In [1]:
import pandas as pd
from pandasql import sqldf

In [2]:
#Setting up the sqldf from pandasql for easier access
def sql(q):
    return sqldf(q, globals())

In [3]:
#This data is a sample of 10000 observations, from bigger data sets, due to the amount of memory needed to load all the data.
# Refer to the get data bash script
vehicles = pd.read_csv('../data/vehicle.csv')
people = pd.read_csv('../data/person.csv')
crashes = pd.read_csv('../data/crash.csv', parse_dates=['CRASH DATE', 'CRASH TIME'], infer_datetime_format=True)

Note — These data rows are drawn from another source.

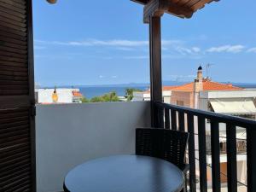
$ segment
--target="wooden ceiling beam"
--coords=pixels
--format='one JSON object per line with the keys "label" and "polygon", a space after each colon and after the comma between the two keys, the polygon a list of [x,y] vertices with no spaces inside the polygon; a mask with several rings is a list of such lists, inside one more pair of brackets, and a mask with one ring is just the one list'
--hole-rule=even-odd
{"label": "wooden ceiling beam", "polygon": [[131,0],[144,5],[143,20],[149,22],[150,16],[161,16],[168,13],[181,18],[190,18],[205,4],[219,0]]}
{"label": "wooden ceiling beam", "polygon": [[150,17],[160,17],[164,13],[172,14],[181,18],[190,18],[194,11],[188,7],[179,6],[170,0],[151,0],[144,6],[143,21],[148,23]]}

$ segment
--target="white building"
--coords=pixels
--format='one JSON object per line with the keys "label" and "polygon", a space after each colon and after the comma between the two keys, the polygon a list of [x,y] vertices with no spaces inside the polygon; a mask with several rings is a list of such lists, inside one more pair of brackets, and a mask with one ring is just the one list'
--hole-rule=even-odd
{"label": "white building", "polygon": [[79,89],[36,89],[35,95],[39,104],[79,103],[83,98]]}

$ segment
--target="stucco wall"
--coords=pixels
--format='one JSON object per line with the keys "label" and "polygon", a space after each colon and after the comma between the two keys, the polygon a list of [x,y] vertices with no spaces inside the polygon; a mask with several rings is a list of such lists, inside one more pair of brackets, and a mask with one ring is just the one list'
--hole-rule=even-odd
{"label": "stucco wall", "polygon": [[147,126],[149,102],[38,105],[38,192],[61,191],[67,172],[88,160],[134,154],[135,128]]}
{"label": "stucco wall", "polygon": [[193,92],[172,91],[171,103],[177,105],[177,101],[183,101],[185,107],[194,108]]}

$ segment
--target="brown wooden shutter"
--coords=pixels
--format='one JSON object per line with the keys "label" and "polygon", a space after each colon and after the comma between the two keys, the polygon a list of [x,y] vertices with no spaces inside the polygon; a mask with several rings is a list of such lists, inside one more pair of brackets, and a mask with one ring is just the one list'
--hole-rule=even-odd
{"label": "brown wooden shutter", "polygon": [[0,192],[35,191],[32,0],[0,0]]}

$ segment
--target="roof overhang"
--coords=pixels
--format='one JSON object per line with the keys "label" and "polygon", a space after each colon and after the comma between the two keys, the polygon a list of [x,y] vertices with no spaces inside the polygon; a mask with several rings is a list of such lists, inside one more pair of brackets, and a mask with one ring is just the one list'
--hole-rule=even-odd
{"label": "roof overhang", "polygon": [[144,22],[148,22],[152,14],[157,15],[164,13],[171,14],[181,18],[190,18],[198,9],[207,3],[219,0],[131,0],[144,5]]}

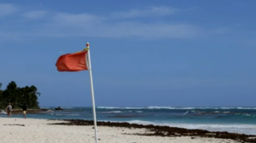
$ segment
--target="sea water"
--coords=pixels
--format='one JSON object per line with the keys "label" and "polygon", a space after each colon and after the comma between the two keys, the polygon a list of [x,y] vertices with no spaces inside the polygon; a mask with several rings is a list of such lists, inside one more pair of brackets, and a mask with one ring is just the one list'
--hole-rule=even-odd
{"label": "sea water", "polygon": [[[43,107],[27,117],[93,120],[92,108]],[[0,117],[6,117],[3,113]],[[23,117],[14,114],[14,117]],[[128,122],[256,135],[256,107],[97,107],[98,121]]]}

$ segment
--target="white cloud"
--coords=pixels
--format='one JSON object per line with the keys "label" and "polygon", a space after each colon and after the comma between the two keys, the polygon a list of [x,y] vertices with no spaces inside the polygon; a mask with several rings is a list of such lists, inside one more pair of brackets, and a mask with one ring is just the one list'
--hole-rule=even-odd
{"label": "white cloud", "polygon": [[11,4],[0,4],[0,17],[12,14],[18,10]]}
{"label": "white cloud", "polygon": [[179,10],[169,7],[152,7],[145,10],[132,10],[128,12],[115,12],[112,14],[113,17],[116,18],[135,18],[143,17],[161,17],[172,15]]}
{"label": "white cloud", "polygon": [[35,11],[26,12],[23,14],[23,16],[26,18],[29,19],[36,19],[36,18],[42,18],[46,16],[47,11]]}

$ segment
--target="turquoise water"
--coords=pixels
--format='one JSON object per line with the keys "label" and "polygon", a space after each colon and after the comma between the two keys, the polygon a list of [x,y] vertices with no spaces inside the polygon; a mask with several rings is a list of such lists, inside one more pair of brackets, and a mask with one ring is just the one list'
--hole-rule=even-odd
{"label": "turquoise water", "polygon": [[[44,107],[39,119],[93,120],[92,108]],[[6,117],[0,114],[0,117]],[[22,114],[13,115],[22,117]],[[97,107],[97,120],[154,124],[256,135],[256,107]]]}

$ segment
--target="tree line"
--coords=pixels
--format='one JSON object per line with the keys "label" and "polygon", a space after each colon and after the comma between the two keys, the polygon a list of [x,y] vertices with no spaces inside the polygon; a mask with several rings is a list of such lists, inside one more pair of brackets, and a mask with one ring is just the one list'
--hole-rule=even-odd
{"label": "tree line", "polygon": [[40,108],[38,97],[40,93],[34,85],[24,87],[17,87],[14,81],[11,81],[5,90],[2,90],[0,83],[0,108],[5,108],[11,103],[14,109],[21,108],[26,104],[28,108]]}

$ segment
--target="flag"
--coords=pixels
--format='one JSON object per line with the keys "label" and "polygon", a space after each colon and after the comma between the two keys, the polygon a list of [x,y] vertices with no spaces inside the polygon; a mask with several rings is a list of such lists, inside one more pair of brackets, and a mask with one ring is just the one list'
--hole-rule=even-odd
{"label": "flag", "polygon": [[79,72],[88,69],[87,50],[68,53],[59,57],[56,66],[59,72]]}

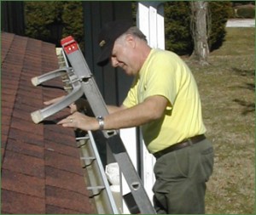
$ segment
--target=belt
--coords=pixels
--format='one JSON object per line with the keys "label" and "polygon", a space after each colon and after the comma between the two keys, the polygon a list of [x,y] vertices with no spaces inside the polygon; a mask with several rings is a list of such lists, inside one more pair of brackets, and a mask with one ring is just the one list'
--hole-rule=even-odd
{"label": "belt", "polygon": [[174,151],[174,150],[177,150],[183,148],[185,148],[189,145],[191,144],[195,144],[202,140],[204,140],[206,139],[206,136],[204,134],[201,134],[201,135],[197,135],[192,138],[189,138],[184,139],[182,142],[179,142],[177,144],[172,144],[160,151],[155,152],[153,154],[153,156],[154,156],[154,157],[156,159],[160,158],[160,156],[171,152],[171,151]]}

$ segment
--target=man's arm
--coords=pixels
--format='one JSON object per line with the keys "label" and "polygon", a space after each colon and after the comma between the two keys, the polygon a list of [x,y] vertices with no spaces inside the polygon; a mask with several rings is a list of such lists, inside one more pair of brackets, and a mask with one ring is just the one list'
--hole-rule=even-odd
{"label": "man's arm", "polygon": [[[104,119],[104,129],[119,129],[125,127],[137,127],[160,118],[168,100],[163,96],[151,96],[143,103],[131,108],[124,106],[113,110],[119,110],[108,116]],[[110,108],[111,109],[111,108]],[[75,112],[58,122],[63,127],[78,127],[82,130],[97,130],[99,124],[95,117],[89,117],[79,112]]]}

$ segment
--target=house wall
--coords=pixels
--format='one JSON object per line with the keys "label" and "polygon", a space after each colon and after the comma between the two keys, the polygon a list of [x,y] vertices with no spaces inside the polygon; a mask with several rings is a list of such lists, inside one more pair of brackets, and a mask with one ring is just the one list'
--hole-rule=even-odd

COLLISION_ID is the primary key in the crashes tables and it serves as foreign key in the people and vehicles tables.

In [4]:
#Which hours of the day seems to have the most accidents(top 5)?
sql('''
    SELECT
        strftime("%H",`CRASH TIME`) AS Hour,
        COUNT(*) AS Total
    FROM
        crashes
    GROUP BY Hour
    ORDER BY Total DESC
    LIMIT 5;
''')

Unnamed: 0,Hour,Total
0,16,765
1,17,702
2,18,694
3,14,679
4,15,641


Most of the collisions occurred on peak hours, usually when it's comming back from work.

In [5]:
# What is the total amount people injured and the average age by person type when there is at least one or more people other than the driver?
sql('''
    SELECT
        PERSON_TYPE,
        ROUND(AVG(PERSON_AGE),0) AS Mean_Age,
        SUM(is_injured) AS Total_Injured        
    FROM
        (SELECT
            c.`COLLISION_ID`,            
            c.`NUMBER OF PERSONS INJURED`,
            p.PERSON_TYPE,
            p.PERSON_AGE,
            CASE WHEN p.PERSON_INJURY = "Injured" THEN 1
                ELSE 0
            END AS is_injured,
            v.VEHICLE_OCCUPANTS              
        FROM crashes c 
            INNER JOIN people p 
            ON c.COLLISION_ID = p.COLLISION_ID
            INNER JOIN vehicles v
            ON c.COLLISION_ID = v.COLLISION_ID
        WHERE c.`ON STREET NAME` IS NOT NULL) AS collisions
    WHERE VEHICLE_OCCUPANTS >= 2
    GROUP BY PERSON_TYPE
    ORDER BY Total_Injured DESC;
''')

Unnamed: 0,PERSON_TYPE,Mean_Age,Total_Injured
0,Occupant,36.0,750
1,Bicyclist,31.0,36
2,Pedestrian,39.0,17


It seems that occupants are the most common injured people on a crash and the mean age accross all categories seems to be between 30 and 40 years old.

In [6]:
#How many people were involved in the collisions by each known vehicle type from january 2020 to may 2020, by the top 10 types?
sql('''
    SELECT 
        v.VEHICLE_TYPE,
        COUNT(p.UNIQUE_ID) AS Total_People        
    FROM crashes c
        INNER JOIN people p
        ON c.COLLISION_ID = p.COLLISION_ID
        INNER JOIN vehicles v
        ON c.COLLISION_ID = v.COLLISION_ID
    WHERE v.VEHICLE_TYPE IS NOT NULL
        AND (STRFTIME("%Y-%m-%d",c.`CRASH DATE`) BETWEEN "2020-01-01" AND "2020-05-31")
    GROUP BY v.VEHICLE_TYPE
    ORDER BY Total_People DESC
    LIMIT 10;        
''')

Unnamed: 0,VEHICLE_TYPE,Total_People
0,Sedan,607
1,Station Wagon/Sport Utility Vehicle,398
2,Bike,34
3,Pick-up Truck,23
4,Motorcycle,22
5,Taxi,14
6,Tractor Truck Diesel,8
7,E-Scooter,6
8,Bus,6
9,Box Truck,6


Most incident with the most people involved happen with sedans and station wagons on the first 5 months of 2020.